The typical ML paper appears to be aiming to claim: my (class of) models is (ever so marginally) better than your (class of) models (evaluated on a convenience sample of data sets that is not necessarily relevant to anything anyone would care about in practice - looking at you MNIST, CIFAR, and friends).

Do you have a citable reference to some discussion of the conceptual issues around "whether you are trying to say something about a model, a family of models, or the data"?

Re your representational similarity analysis digression. Yeah - my standard rant is: What make you think that the analysis you're doing is answering the question you think you're asking?

"For methods questions like this I try and steer clear of domain specific papers and go to the stats lit or even stats textbooks"

Yeah I think that's where I have landed. The most helpful references I have received have been to docs by legit statisticians writing about evaluation of predictions in general. I need to find my copy of ESL (https://link.springer.com/book/10.1007/978-0-387-84858-7) and see what they have to say about evaluation.

Re "choose your own adventure": In case you haven't seen it, I like this old paper: http://repository.upenn.edu/cgi/viewcontent.cgi?article=1015&context=marketing_papers

Re k-fold, repeated measures, MLM: Yeah, I'm going to have to refresh my decades-old memory of that stuff, and as you say, the result may be to conclude that it wasn't worth the bother. Unfortunately, you don't know that you've done enough until you have demonstrated that you have done too much (to the great annoyance of my former managers who had views on charging out my time).
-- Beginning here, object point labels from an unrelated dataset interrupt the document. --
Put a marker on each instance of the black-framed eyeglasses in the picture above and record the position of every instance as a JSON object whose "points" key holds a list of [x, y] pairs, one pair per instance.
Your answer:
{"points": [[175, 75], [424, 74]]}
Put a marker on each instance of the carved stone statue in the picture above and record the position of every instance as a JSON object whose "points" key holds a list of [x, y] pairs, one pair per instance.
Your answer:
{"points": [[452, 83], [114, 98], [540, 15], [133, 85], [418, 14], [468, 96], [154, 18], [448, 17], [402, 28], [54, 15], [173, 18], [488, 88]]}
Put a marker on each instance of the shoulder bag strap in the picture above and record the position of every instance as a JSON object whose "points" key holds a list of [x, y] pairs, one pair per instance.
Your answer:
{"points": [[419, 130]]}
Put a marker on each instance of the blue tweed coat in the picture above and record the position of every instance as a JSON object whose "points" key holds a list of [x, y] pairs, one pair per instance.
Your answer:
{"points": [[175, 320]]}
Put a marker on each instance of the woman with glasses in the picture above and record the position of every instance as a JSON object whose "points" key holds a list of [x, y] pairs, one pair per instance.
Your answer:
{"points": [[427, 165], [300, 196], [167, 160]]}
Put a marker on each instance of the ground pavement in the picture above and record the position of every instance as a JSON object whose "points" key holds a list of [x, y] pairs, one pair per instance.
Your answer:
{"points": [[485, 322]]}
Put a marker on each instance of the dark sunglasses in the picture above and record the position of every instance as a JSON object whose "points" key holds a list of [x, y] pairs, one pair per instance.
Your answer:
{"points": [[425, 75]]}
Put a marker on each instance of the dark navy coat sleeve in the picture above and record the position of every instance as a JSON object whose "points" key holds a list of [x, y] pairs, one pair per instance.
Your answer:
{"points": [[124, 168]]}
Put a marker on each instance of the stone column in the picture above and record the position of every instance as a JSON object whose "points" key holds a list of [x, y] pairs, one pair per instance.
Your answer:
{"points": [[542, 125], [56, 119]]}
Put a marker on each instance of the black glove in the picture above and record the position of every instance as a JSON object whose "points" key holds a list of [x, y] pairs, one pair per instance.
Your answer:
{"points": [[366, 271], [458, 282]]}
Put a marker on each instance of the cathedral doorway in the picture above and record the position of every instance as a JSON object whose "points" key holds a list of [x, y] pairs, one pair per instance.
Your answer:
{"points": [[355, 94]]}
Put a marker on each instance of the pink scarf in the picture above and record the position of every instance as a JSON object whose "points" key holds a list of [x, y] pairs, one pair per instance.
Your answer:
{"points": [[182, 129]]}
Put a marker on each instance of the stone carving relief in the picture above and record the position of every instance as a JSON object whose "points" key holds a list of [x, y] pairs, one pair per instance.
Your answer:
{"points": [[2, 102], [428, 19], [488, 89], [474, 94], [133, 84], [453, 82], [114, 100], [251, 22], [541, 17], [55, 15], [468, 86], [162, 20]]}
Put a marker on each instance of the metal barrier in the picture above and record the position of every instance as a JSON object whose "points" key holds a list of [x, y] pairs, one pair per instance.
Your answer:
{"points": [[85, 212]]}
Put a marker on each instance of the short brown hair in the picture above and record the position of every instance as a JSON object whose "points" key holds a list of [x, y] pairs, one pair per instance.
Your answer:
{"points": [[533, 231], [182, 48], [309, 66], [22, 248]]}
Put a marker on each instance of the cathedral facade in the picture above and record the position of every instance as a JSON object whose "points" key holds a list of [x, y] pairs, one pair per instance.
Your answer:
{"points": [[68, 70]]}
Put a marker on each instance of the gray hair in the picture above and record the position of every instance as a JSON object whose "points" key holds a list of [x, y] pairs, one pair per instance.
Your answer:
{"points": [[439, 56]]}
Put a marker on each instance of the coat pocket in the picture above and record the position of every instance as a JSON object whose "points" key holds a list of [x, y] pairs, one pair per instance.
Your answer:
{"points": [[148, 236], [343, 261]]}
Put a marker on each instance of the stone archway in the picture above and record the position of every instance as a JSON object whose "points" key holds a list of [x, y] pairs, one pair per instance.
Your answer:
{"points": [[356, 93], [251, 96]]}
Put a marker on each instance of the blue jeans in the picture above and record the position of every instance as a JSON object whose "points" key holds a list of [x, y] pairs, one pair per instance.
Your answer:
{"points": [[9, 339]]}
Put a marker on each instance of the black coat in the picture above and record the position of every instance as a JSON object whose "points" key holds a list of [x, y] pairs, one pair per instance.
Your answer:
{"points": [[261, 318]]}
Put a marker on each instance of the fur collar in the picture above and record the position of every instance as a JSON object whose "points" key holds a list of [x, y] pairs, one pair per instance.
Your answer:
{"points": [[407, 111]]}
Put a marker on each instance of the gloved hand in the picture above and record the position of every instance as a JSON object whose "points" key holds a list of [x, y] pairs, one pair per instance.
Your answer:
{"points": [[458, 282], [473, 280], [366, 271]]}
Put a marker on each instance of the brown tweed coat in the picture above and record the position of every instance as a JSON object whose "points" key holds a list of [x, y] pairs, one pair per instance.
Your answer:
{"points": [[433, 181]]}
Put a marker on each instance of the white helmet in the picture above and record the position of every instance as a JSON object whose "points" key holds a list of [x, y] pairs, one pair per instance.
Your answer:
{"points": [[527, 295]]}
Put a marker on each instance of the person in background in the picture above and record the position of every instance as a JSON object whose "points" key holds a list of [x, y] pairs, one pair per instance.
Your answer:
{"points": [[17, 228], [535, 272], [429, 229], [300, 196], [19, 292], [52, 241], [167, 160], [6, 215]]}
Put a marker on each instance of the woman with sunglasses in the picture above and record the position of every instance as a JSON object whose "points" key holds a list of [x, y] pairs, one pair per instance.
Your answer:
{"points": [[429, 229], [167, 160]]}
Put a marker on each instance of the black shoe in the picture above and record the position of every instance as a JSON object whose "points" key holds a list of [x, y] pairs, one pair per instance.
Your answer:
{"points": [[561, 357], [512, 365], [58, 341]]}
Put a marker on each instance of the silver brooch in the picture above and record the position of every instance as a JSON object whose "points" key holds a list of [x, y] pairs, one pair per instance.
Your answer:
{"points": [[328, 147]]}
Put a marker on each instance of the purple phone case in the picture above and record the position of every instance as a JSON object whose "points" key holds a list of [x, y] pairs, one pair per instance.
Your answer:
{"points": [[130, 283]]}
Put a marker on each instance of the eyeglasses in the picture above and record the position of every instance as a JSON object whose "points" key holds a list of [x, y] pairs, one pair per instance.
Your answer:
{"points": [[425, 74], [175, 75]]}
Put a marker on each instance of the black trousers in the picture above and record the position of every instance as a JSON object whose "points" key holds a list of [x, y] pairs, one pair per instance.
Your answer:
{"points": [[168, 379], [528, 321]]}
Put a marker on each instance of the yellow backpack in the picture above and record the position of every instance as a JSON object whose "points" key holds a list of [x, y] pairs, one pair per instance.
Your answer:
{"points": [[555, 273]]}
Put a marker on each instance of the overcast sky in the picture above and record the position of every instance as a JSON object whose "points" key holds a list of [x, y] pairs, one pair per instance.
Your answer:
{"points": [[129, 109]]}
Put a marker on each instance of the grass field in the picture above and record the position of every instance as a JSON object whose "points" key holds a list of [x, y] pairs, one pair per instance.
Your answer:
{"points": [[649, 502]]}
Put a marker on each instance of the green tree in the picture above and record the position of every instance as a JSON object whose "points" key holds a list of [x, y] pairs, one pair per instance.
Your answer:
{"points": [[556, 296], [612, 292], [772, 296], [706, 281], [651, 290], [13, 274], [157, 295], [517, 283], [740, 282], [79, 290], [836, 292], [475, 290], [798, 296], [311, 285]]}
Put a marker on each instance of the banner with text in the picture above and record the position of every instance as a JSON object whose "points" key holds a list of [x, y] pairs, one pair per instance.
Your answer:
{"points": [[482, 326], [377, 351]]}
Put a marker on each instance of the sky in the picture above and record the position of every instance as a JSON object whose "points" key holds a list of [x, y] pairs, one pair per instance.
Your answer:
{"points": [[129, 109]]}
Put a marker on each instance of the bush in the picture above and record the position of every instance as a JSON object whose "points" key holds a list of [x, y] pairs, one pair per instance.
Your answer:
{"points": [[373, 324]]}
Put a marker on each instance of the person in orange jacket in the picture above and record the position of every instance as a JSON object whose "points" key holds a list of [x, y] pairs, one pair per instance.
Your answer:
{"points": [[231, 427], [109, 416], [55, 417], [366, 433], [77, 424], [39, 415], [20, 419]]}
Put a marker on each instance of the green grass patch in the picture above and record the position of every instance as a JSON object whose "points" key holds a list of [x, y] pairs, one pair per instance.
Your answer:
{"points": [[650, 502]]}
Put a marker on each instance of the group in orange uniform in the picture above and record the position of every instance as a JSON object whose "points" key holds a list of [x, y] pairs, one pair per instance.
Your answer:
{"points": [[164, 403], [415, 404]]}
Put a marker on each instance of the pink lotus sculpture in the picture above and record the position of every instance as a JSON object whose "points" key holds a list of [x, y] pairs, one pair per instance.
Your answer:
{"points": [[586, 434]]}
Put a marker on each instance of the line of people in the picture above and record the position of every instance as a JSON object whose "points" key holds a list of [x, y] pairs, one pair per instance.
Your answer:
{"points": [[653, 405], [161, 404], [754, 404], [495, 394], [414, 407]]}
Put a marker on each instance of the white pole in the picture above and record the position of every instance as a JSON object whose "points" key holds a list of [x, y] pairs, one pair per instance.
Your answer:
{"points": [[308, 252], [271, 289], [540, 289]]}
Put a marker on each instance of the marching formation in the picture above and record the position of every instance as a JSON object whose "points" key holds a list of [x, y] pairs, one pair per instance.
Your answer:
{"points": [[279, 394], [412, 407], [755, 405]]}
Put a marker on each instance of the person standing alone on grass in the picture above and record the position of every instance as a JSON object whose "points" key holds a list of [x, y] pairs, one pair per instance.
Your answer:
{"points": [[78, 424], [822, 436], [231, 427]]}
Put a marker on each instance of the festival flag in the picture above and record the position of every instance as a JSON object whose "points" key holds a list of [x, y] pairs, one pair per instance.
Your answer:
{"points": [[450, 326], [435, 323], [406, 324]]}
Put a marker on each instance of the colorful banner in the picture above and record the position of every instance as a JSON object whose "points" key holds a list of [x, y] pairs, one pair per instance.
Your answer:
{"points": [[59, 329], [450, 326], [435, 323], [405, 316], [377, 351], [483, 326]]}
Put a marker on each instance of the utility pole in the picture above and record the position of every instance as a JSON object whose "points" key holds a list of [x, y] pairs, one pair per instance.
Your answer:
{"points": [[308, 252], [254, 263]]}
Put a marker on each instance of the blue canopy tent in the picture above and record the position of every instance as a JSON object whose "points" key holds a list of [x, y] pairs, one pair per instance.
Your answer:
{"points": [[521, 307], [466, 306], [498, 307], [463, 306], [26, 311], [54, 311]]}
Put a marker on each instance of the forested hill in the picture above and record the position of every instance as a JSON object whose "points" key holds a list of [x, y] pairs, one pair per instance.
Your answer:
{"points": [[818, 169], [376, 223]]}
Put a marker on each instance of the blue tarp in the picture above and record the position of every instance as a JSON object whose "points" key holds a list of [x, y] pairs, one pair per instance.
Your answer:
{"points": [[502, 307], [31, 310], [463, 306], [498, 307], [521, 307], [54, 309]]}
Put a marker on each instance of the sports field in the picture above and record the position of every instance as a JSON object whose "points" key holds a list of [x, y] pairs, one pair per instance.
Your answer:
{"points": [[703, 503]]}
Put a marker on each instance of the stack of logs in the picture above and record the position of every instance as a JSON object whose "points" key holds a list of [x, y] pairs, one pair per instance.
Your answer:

The Elements of Statistical Learning

SpringerLink
@jonny @RossGayler @cogsci I'm very ignorant of statistics, but yeah I agree ML publications are usually pretty poor on this.

@RossGayler If you know that the IID assumption does not hold for your synthetic samples, you should handle them accordingly. Otherwise I don't see any issues here. The following could serve as a primer for model evaluation, as it also dicusses alternatives to CV:

https://arxiv.org/abs/1811.12808

Model Evaluation, Model Selection, and Algorithm Selection in Machine Learning

The correct use of model evaluation, model selection, and algorithm selection techniques is vital in academic machine learning research as well as in many industrial settings. This article reviews different techniques that can be used for each of these three subtasks and discusses the main advantages and disadvantages of each technique with references to theoretical and empirical studies. Further, recommendations are given to encourage best yet feasible practices in research and applications of machine learning. Common methods such as the holdout method for model evaluation and selection are covered, which are not recommended when working with small datasets. Different flavors of the bootstrap technique are introduced for estimating the uncertainty of performance estimates, as an alternative to confidence intervals via normal approximation if bootstrapping is computationally feasible. Common cross-validation techniques such as leave-one-out cross-validation and k-fold cross-validation are reviewed, the bias-variance trade-off for choosing k is discussed, and practical tips for the optimal choice of k are given based on empirical evidence. Different statistical tests for algorithm comparisons are presented, and strategies for dealing with multiple comparisons such as omnibus tests and multiple-comparison corrections are discussed. Finally, alternative methods for algorithm selection, such as the combined F-test 5x2 cross-validation and nested cross-validation, are recommended for comparing machine learning algorithms when datasets are small.

arXiv.org

@feliks
Thanks - that's exactly the sort of article I was looking for: a bona fide statistician discussing statistical issues in evaluation of ML.

re the IID assumption: The impetus to make my query was coming across a bunch of ML research that was apparently unaware that IID was implicitly assumed by their analyses.